CANDU reactors use natural uranium (no enrichment). Uranium intensity ~0.048 lbs U₃O₈/MWh on procurement basis — comparable to US LWR fleet because CANDU has zero enrichment tails loss, offsetting higher fuel-cycle throughput. Source: WNA, CNSC, OPG disclosures.
Pickering B demand excluded pending status verification. Gentilly-2 excluded (retired 2012).
US Data Sources: License expiry dates and SLR application status from NRC ADAMS (Agencywide Documents Access and Management System) — publicly searchable at nrc.gov/reading-rm/adams.html. Reactor capacity (net MWe) from EIA-860 Annual Electric Generator Report. New build status from NRC Combined License (COL) docket and DOE press releases. Restart applications tracked via NRC docket numbers. MWe figures are net electrical capacity. Uranium demand at 0.0500 lbs U₃O₈/MWh net generation at 92.4% CF.

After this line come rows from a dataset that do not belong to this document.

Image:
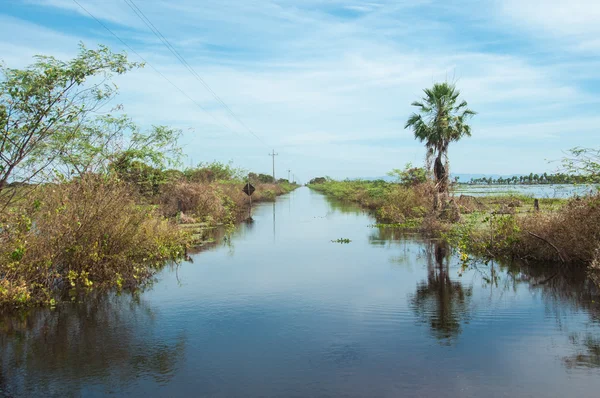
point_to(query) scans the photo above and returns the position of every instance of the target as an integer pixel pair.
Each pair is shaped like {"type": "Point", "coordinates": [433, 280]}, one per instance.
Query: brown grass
{"type": "Point", "coordinates": [80, 234]}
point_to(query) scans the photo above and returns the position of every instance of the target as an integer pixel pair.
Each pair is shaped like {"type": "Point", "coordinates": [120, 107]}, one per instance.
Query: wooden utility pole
{"type": "Point", "coordinates": [273, 154]}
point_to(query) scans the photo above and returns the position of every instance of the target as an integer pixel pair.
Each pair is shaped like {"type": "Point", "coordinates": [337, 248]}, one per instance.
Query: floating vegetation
{"type": "Point", "coordinates": [341, 240]}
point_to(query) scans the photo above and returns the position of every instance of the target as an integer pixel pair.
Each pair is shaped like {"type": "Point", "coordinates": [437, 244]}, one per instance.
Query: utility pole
{"type": "Point", "coordinates": [273, 155]}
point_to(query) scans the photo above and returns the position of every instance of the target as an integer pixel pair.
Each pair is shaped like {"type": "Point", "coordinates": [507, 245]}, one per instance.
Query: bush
{"type": "Point", "coordinates": [82, 234]}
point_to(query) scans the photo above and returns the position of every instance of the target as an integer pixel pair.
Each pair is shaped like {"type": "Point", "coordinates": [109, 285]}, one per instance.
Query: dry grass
{"type": "Point", "coordinates": [574, 231]}
{"type": "Point", "coordinates": [81, 234]}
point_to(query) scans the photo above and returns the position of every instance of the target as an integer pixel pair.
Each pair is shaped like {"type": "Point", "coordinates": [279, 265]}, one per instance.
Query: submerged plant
{"type": "Point", "coordinates": [341, 240]}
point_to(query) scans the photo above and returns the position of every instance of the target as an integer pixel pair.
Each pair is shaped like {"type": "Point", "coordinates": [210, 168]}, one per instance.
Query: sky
{"type": "Point", "coordinates": [328, 84]}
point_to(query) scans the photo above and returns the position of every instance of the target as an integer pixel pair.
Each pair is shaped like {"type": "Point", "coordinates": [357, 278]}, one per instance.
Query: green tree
{"type": "Point", "coordinates": [410, 176]}
{"type": "Point", "coordinates": [110, 141]}
{"type": "Point", "coordinates": [441, 119]}
{"type": "Point", "coordinates": [43, 107]}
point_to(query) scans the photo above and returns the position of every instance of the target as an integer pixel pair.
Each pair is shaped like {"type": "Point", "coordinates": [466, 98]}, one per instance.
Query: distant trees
{"type": "Point", "coordinates": [441, 119]}
{"type": "Point", "coordinates": [410, 176]}
{"type": "Point", "coordinates": [545, 178]}
{"type": "Point", "coordinates": [318, 180]}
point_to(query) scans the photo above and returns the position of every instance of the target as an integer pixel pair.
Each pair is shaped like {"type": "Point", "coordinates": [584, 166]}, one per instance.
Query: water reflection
{"type": "Point", "coordinates": [108, 340]}
{"type": "Point", "coordinates": [441, 303]}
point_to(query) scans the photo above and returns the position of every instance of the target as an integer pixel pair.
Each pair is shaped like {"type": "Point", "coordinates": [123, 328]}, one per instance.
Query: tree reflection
{"type": "Point", "coordinates": [109, 341]}
{"type": "Point", "coordinates": [588, 351]}
{"type": "Point", "coordinates": [439, 301]}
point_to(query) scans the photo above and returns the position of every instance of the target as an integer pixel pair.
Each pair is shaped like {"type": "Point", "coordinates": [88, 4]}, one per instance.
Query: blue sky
{"type": "Point", "coordinates": [328, 84]}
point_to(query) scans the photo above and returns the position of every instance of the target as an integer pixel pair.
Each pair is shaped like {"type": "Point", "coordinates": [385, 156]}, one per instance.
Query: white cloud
{"type": "Point", "coordinates": [333, 93]}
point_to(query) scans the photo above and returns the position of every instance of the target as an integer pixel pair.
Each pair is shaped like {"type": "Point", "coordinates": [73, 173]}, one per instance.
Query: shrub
{"type": "Point", "coordinates": [82, 234]}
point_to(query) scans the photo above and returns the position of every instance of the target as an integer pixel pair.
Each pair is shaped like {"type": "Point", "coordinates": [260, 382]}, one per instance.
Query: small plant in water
{"type": "Point", "coordinates": [341, 240]}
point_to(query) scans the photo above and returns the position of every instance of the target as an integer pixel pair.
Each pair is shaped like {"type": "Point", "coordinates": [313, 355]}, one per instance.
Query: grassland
{"type": "Point", "coordinates": [506, 226]}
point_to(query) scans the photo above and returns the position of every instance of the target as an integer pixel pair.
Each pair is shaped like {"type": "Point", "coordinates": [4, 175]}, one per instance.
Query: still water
{"type": "Point", "coordinates": [540, 191]}
{"type": "Point", "coordinates": [278, 310]}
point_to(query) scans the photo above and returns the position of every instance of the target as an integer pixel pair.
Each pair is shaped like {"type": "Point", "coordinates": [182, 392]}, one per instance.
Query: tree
{"type": "Point", "coordinates": [584, 162]}
{"type": "Point", "coordinates": [410, 176]}
{"type": "Point", "coordinates": [110, 142]}
{"type": "Point", "coordinates": [43, 107]}
{"type": "Point", "coordinates": [441, 119]}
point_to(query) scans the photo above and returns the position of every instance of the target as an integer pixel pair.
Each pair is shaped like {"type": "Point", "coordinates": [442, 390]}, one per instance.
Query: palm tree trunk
{"type": "Point", "coordinates": [441, 177]}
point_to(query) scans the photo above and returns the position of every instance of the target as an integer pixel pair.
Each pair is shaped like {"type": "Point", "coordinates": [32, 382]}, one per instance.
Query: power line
{"type": "Point", "coordinates": [273, 155]}
{"type": "Point", "coordinates": [140, 14]}
{"type": "Point", "coordinates": [153, 68]}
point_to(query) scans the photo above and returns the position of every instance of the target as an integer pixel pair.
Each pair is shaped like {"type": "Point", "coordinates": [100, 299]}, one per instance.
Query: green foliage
{"type": "Point", "coordinates": [341, 240]}
{"type": "Point", "coordinates": [584, 163]}
{"type": "Point", "coordinates": [87, 233]}
{"type": "Point", "coordinates": [317, 180]}
{"type": "Point", "coordinates": [214, 171]}
{"type": "Point", "coordinates": [43, 107]}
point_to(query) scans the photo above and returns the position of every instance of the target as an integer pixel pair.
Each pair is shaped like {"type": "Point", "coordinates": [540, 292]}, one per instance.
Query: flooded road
{"type": "Point", "coordinates": [279, 310]}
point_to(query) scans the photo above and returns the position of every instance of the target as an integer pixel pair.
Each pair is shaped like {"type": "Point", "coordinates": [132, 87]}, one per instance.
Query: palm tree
{"type": "Point", "coordinates": [441, 119]}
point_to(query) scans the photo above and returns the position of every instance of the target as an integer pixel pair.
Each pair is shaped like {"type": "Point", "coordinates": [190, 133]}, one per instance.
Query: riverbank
{"type": "Point", "coordinates": [490, 227]}
{"type": "Point", "coordinates": [58, 241]}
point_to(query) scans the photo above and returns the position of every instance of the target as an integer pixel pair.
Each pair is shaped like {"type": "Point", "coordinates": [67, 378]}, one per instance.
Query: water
{"type": "Point", "coordinates": [281, 311]}
{"type": "Point", "coordinates": [537, 191]}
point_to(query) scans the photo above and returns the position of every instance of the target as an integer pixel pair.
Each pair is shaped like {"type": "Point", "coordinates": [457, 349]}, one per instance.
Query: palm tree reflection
{"type": "Point", "coordinates": [439, 301]}
{"type": "Point", "coordinates": [108, 341]}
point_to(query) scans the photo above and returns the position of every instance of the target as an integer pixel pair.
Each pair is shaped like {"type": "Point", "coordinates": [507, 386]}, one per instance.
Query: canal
{"type": "Point", "coordinates": [279, 310]}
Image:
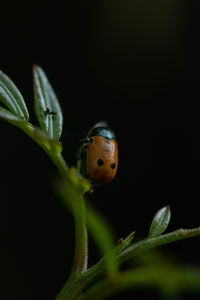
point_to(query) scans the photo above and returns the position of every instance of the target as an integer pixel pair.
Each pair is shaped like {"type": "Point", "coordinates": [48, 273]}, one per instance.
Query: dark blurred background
{"type": "Point", "coordinates": [133, 63]}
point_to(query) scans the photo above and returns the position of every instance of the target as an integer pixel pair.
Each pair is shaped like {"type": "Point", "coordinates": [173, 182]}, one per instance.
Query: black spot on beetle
{"type": "Point", "coordinates": [113, 165]}
{"type": "Point", "coordinates": [48, 112]}
{"type": "Point", "coordinates": [100, 162]}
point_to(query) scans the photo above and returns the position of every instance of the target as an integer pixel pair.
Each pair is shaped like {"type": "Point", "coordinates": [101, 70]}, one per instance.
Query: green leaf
{"type": "Point", "coordinates": [46, 105]}
{"type": "Point", "coordinates": [124, 243]}
{"type": "Point", "coordinates": [160, 222]}
{"type": "Point", "coordinates": [11, 97]}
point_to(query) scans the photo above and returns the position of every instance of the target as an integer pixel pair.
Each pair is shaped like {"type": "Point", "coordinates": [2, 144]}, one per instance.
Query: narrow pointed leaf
{"type": "Point", "coordinates": [160, 222]}
{"type": "Point", "coordinates": [8, 116]}
{"type": "Point", "coordinates": [46, 104]}
{"type": "Point", "coordinates": [11, 97]}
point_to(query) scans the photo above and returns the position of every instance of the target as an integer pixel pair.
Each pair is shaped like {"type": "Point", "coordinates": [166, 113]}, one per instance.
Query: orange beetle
{"type": "Point", "coordinates": [98, 154]}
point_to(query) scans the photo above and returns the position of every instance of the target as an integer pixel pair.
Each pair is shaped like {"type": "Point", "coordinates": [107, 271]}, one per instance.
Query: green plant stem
{"type": "Point", "coordinates": [99, 270]}
{"type": "Point", "coordinates": [166, 278]}
{"type": "Point", "coordinates": [81, 248]}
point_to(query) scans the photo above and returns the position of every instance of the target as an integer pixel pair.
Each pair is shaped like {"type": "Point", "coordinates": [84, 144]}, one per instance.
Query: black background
{"type": "Point", "coordinates": [132, 63]}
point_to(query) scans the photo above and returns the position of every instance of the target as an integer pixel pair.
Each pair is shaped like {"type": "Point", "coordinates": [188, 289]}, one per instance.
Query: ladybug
{"type": "Point", "coordinates": [97, 157]}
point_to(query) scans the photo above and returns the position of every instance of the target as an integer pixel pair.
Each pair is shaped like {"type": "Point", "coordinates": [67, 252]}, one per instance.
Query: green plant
{"type": "Point", "coordinates": [105, 277]}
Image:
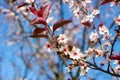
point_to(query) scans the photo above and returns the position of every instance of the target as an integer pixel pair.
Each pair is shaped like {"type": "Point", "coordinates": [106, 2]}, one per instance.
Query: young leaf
{"type": "Point", "coordinates": [106, 1]}
{"type": "Point", "coordinates": [38, 31]}
{"type": "Point", "coordinates": [36, 12]}
{"type": "Point", "coordinates": [23, 4]}
{"type": "Point", "coordinates": [46, 11]}
{"type": "Point", "coordinates": [39, 36]}
{"type": "Point", "coordinates": [39, 20]}
{"type": "Point", "coordinates": [61, 23]}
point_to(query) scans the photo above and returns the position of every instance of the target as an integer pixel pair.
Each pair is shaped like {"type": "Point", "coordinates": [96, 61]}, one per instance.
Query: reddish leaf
{"type": "Point", "coordinates": [36, 12]}
{"type": "Point", "coordinates": [39, 36]}
{"type": "Point", "coordinates": [61, 23]}
{"type": "Point", "coordinates": [106, 1]}
{"type": "Point", "coordinates": [46, 11]}
{"type": "Point", "coordinates": [86, 24]}
{"type": "Point", "coordinates": [38, 31]}
{"type": "Point", "coordinates": [23, 4]}
{"type": "Point", "coordinates": [38, 20]}
{"type": "Point", "coordinates": [43, 12]}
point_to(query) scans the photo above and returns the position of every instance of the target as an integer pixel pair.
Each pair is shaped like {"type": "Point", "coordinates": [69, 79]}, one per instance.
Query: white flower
{"type": "Point", "coordinates": [49, 19]}
{"type": "Point", "coordinates": [76, 12]}
{"type": "Point", "coordinates": [75, 53]}
{"type": "Point", "coordinates": [48, 46]}
{"type": "Point", "coordinates": [95, 12]}
{"type": "Point", "coordinates": [94, 36]}
{"type": "Point", "coordinates": [117, 20]}
{"type": "Point", "coordinates": [62, 39]}
{"type": "Point", "coordinates": [29, 1]}
{"type": "Point", "coordinates": [107, 43]}
{"type": "Point", "coordinates": [98, 52]}
{"type": "Point", "coordinates": [71, 4]}
{"type": "Point", "coordinates": [89, 51]}
{"type": "Point", "coordinates": [117, 69]}
{"type": "Point", "coordinates": [106, 36]}
{"type": "Point", "coordinates": [90, 17]}
{"type": "Point", "coordinates": [65, 1]}
{"type": "Point", "coordinates": [64, 49]}
{"type": "Point", "coordinates": [103, 29]}
{"type": "Point", "coordinates": [87, 1]}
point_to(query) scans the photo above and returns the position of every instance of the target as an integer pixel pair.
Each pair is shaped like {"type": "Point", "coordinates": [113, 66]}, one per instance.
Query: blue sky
{"type": "Point", "coordinates": [8, 54]}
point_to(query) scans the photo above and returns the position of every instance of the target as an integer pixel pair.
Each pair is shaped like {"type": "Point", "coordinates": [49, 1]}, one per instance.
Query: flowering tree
{"type": "Point", "coordinates": [84, 42]}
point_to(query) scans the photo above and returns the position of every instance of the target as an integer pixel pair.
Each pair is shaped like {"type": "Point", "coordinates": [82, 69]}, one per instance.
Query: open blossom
{"type": "Point", "coordinates": [106, 36]}
{"type": "Point", "coordinates": [88, 1]}
{"type": "Point", "coordinates": [117, 69]}
{"type": "Point", "coordinates": [76, 12]}
{"type": "Point", "coordinates": [89, 51]}
{"type": "Point", "coordinates": [98, 52]}
{"type": "Point", "coordinates": [29, 1]}
{"type": "Point", "coordinates": [95, 12]}
{"type": "Point", "coordinates": [94, 36]}
{"type": "Point", "coordinates": [103, 29]}
{"type": "Point", "coordinates": [64, 49]}
{"type": "Point", "coordinates": [49, 19]}
{"type": "Point", "coordinates": [117, 20]}
{"type": "Point", "coordinates": [85, 23]}
{"type": "Point", "coordinates": [75, 53]}
{"type": "Point", "coordinates": [48, 46]}
{"type": "Point", "coordinates": [90, 17]}
{"type": "Point", "coordinates": [71, 4]}
{"type": "Point", "coordinates": [65, 1]}
{"type": "Point", "coordinates": [62, 39]}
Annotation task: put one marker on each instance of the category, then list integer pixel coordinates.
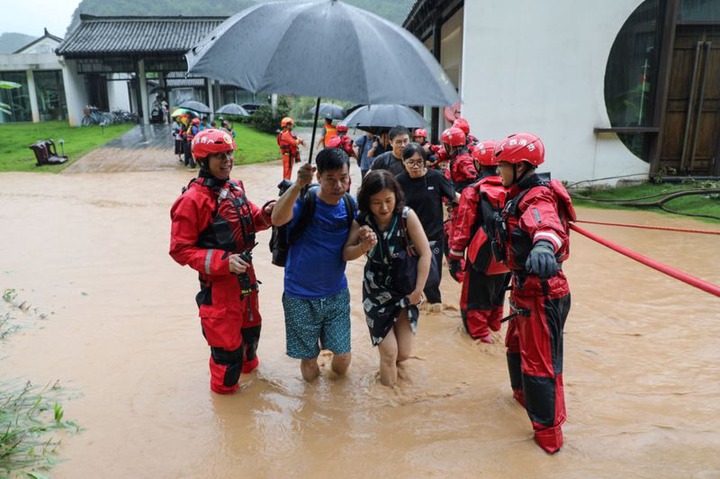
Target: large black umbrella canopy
(232, 109)
(322, 49)
(384, 116)
(195, 106)
(329, 110)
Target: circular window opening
(631, 76)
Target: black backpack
(281, 237)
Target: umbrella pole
(312, 142)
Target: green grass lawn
(706, 203)
(254, 146)
(15, 154)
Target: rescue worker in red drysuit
(483, 279)
(532, 235)
(288, 143)
(460, 171)
(438, 157)
(341, 140)
(213, 231)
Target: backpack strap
(403, 232)
(350, 208)
(306, 214)
(308, 211)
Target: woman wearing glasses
(424, 191)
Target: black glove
(455, 269)
(541, 260)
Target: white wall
(75, 93)
(539, 67)
(118, 94)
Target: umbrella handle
(312, 141)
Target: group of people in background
(480, 205)
(185, 127)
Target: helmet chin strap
(522, 175)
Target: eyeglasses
(415, 163)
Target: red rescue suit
(288, 142)
(342, 141)
(537, 210)
(462, 173)
(211, 220)
(484, 280)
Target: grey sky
(31, 16)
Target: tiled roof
(424, 13)
(116, 36)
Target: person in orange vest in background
(288, 143)
(329, 132)
(483, 279)
(465, 127)
(533, 240)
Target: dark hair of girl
(374, 182)
(413, 148)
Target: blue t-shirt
(314, 268)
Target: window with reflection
(17, 99)
(631, 74)
(699, 11)
(50, 95)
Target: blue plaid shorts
(315, 324)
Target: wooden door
(691, 136)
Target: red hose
(663, 228)
(675, 273)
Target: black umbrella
(195, 106)
(322, 49)
(232, 109)
(370, 117)
(330, 111)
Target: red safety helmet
(463, 125)
(422, 132)
(520, 147)
(334, 142)
(453, 136)
(484, 153)
(211, 141)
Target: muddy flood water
(113, 319)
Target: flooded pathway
(642, 364)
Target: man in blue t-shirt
(316, 299)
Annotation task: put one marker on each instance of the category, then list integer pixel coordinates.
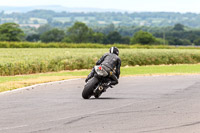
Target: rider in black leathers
(111, 62)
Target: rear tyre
(89, 87)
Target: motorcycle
(97, 84)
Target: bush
(28, 61)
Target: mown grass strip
(42, 60)
(13, 82)
(87, 45)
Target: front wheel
(89, 87)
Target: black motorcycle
(97, 84)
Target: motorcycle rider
(111, 63)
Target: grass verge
(13, 82)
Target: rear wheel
(89, 87)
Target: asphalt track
(144, 104)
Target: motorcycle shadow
(105, 98)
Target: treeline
(81, 33)
(67, 19)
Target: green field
(40, 60)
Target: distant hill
(58, 16)
(55, 8)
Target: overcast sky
(130, 5)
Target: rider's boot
(90, 75)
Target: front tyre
(89, 87)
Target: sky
(129, 5)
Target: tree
(44, 28)
(11, 32)
(54, 35)
(33, 38)
(142, 37)
(79, 33)
(197, 42)
(178, 27)
(97, 37)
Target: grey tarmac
(140, 104)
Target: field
(41, 60)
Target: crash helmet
(114, 50)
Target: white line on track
(8, 128)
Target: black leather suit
(113, 63)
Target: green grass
(13, 82)
(41, 60)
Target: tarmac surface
(143, 104)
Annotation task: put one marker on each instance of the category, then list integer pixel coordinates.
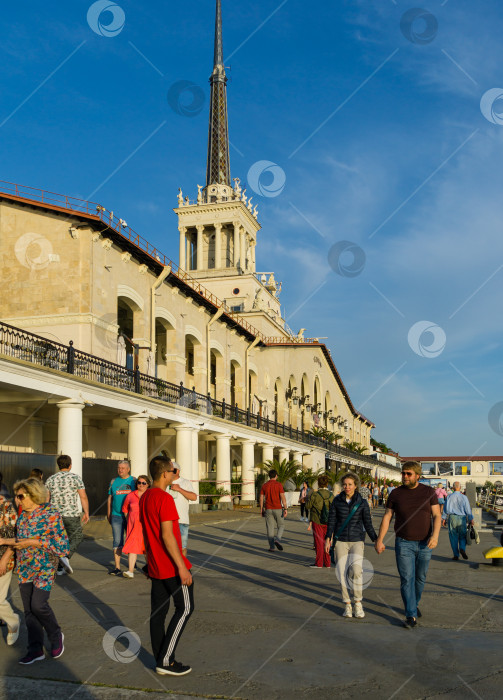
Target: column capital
(71, 403)
(138, 417)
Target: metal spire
(218, 168)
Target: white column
(36, 436)
(242, 253)
(248, 471)
(297, 456)
(183, 449)
(283, 454)
(200, 230)
(182, 262)
(138, 443)
(267, 453)
(195, 463)
(218, 246)
(224, 465)
(236, 243)
(70, 432)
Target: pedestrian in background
(303, 496)
(40, 541)
(319, 507)
(168, 569)
(134, 543)
(458, 513)
(273, 507)
(8, 519)
(414, 506)
(182, 491)
(348, 520)
(68, 496)
(120, 487)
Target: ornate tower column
(199, 254)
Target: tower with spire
(218, 230)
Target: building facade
(108, 349)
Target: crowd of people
(42, 529)
(339, 524)
(149, 515)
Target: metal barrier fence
(23, 345)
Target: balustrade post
(70, 361)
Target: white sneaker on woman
(348, 611)
(359, 609)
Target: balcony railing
(15, 342)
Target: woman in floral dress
(40, 541)
(8, 518)
(134, 544)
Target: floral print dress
(34, 565)
(8, 518)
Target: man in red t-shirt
(168, 569)
(273, 506)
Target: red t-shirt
(271, 491)
(156, 507)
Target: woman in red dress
(134, 544)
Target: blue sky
(375, 120)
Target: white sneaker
(359, 610)
(12, 635)
(348, 611)
(65, 563)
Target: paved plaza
(266, 626)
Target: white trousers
(6, 611)
(349, 569)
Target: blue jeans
(457, 533)
(412, 560)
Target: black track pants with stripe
(164, 642)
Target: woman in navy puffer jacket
(349, 545)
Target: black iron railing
(15, 342)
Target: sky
(370, 135)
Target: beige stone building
(193, 358)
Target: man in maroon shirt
(273, 505)
(414, 505)
(168, 569)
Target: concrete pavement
(267, 626)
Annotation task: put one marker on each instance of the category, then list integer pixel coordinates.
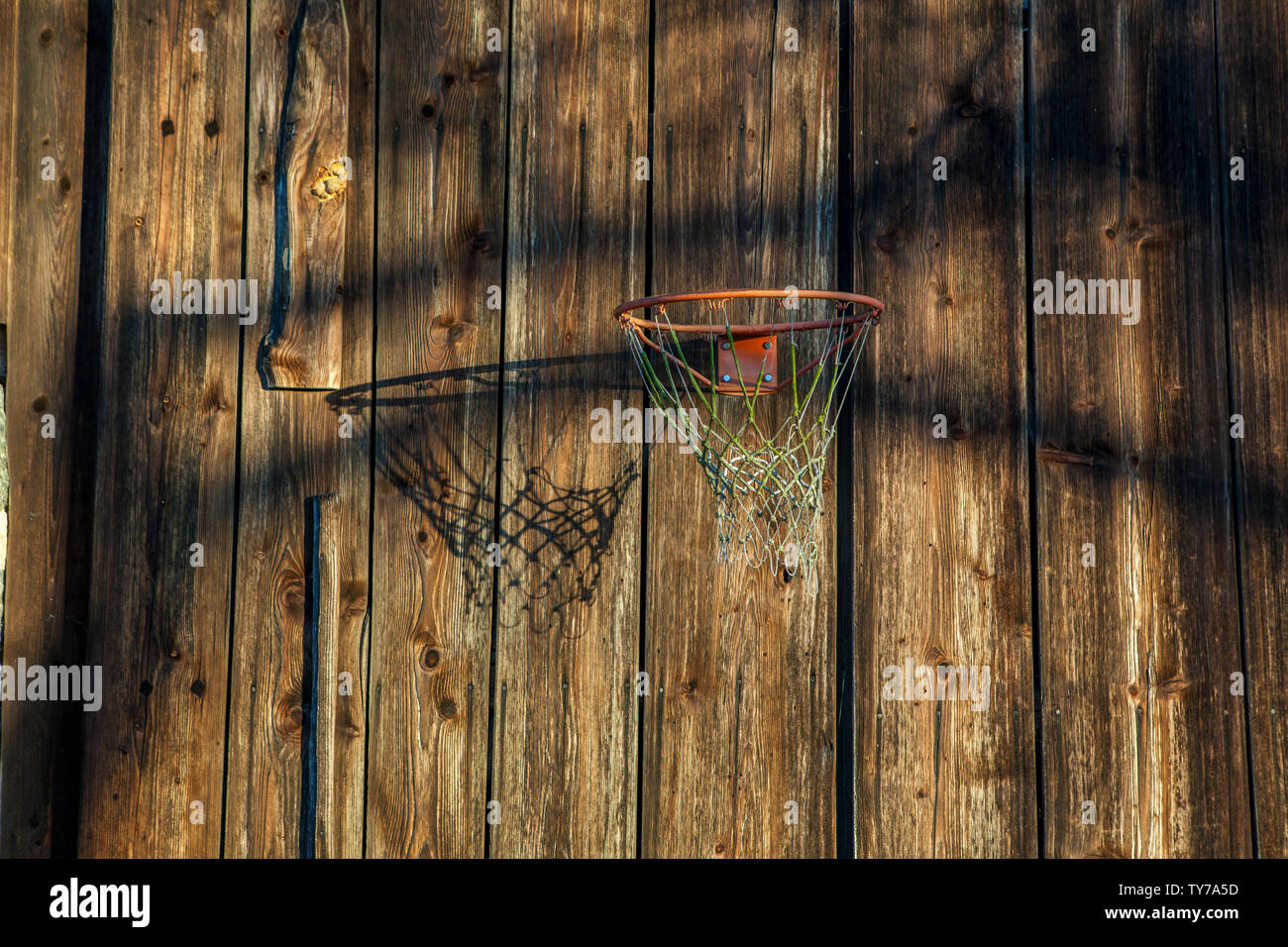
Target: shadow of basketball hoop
(434, 442)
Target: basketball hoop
(724, 385)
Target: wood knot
(329, 182)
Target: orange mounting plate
(751, 344)
(750, 365)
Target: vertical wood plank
(159, 625)
(743, 718)
(46, 53)
(568, 592)
(330, 840)
(1254, 127)
(442, 166)
(301, 342)
(941, 544)
(295, 444)
(1132, 442)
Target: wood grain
(43, 219)
(301, 347)
(159, 625)
(941, 544)
(331, 716)
(568, 592)
(743, 719)
(1254, 125)
(442, 166)
(1136, 652)
(296, 444)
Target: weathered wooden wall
(43, 54)
(391, 476)
(940, 522)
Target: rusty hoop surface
(642, 326)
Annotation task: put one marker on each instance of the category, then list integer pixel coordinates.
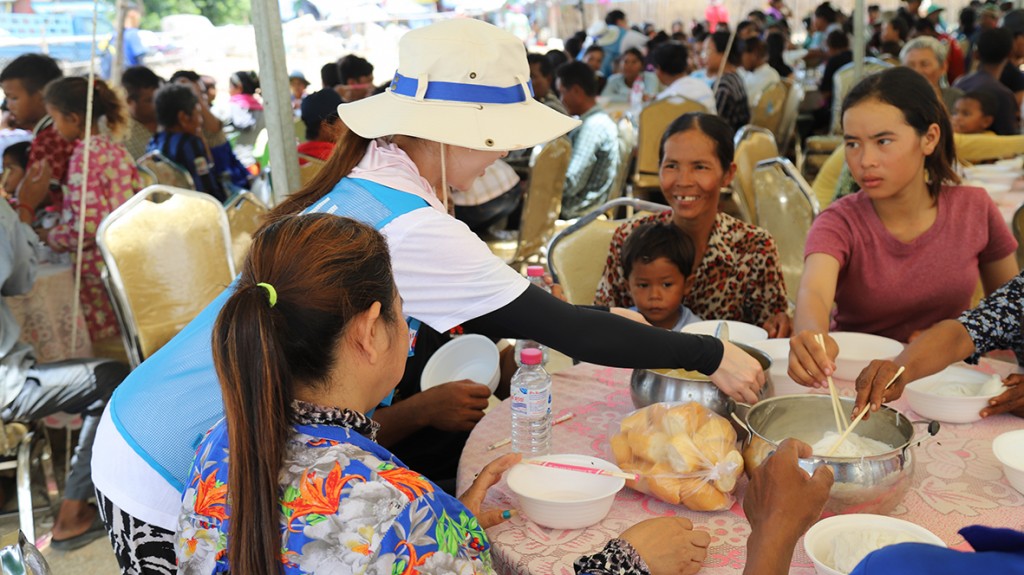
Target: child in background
(974, 113)
(657, 260)
(181, 122)
(110, 180)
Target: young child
(657, 260)
(110, 180)
(181, 122)
(974, 113)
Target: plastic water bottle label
(531, 403)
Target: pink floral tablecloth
(956, 482)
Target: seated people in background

Canadian Data Sources: License terms from Canadian Nuclear Safety Commission (CNSC) public registry (nuclearsafety.gc.ca). Darlington refurbishment program data from OPG public filings and Ontario Energy Board proceedings. Bruce Power Major Component Replacement (MCR) and Long-Term Operations (LTO) agreement from Bruce Power press releases and CNSC Environmental Assessment documents. Pickering operational status from OPG announcements and Ontario Ministry of Energy orders. Point Lepreau license from CNSC. CANDU uranium intensity (~0.048 lbs U₃O₈/MWh) derived from published burnup data (~7,500 MWd/tU thermal) and 30% thermal efficiency; natural uranium feed with no enrichment tails loss.
SLR process: A Subsequent License Renewal adds another 20 years beyond the first renewal, extending from 60 to 80 years. The NRC must find that the applicant has adequately managed the aging effects of extended operation. No SLR has been denied to date — all applications have been either approved or are under review. The "timely renewal rule" allows a unit to continue operating after license expiry if an SLR application was filed in good faith.